私はすかさず体勢を立て直し、彼女を後ろに庇った。いくら体調が悪いといっても女性を盾にするほど私は礼儀を欠いてはいない。そうしてから彼女に注意を促した。
「え? あ!?」
私が声をかけたことでやっと気がついたようだった。彼女も体勢を整えた。
「気を付けてください。あれは『エアウルフ』といって、下級の魔物ながら風の魔法を行使する厄介な相手です」
幸いにも相手は一匹しかいないようですが、と彼女は呟いた。
エアウルフ、後で聞いた話だが、彼女の言った通り風の魔法を使う下級魔物である。全長はおよそ1.5mにおよび、その生態はほとんど狼と同じで、一匹のボスを中心に2,30匹で集団を作る魔物である。一匹一匹の強さはさほどでもないが、集団で現れた時は非常に厄介な存在と成りうる。ボスのもとで統制された動きを見せ、見事なコンビネーションで獲物を狩る。時には中級の魔物でさえ餌となるほどそのコンビネーションは凄まじく、一人のときはなるべく接触を避けたほうがよいとのことだ。

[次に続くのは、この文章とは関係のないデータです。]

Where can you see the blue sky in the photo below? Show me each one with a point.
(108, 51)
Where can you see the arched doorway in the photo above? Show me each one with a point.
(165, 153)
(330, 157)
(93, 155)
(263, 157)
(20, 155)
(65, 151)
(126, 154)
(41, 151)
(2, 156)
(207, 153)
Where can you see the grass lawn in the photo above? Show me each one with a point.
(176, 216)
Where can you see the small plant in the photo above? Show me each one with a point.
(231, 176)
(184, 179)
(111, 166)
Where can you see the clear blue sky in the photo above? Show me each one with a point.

しかし今回は、こちらが二人であり、かつ相手のエアウルフは一匹だ。周りに仲間がいる様子もなかったし、恐らく集団からはぐれたのだろう。
だからといって油断できる相手ではない。できる限り無傷で仕留めたいものだ。
私と彼女はアイコンタクトをとり、私が自然と前に出て、彼女は後ろに下がった。前衛、後衛の立ち位置だった。私と彼女は今日会ったばかりなのに、まるで幾度も共に戦った戦友のように自分の役目を把握した。
私はサラマンドラを右手で逆手に持ち、左手を柄頭に添える構えをとった。彼女もまた、いつでも魔法を発動できるように、両手を前に突き出す構えをとった。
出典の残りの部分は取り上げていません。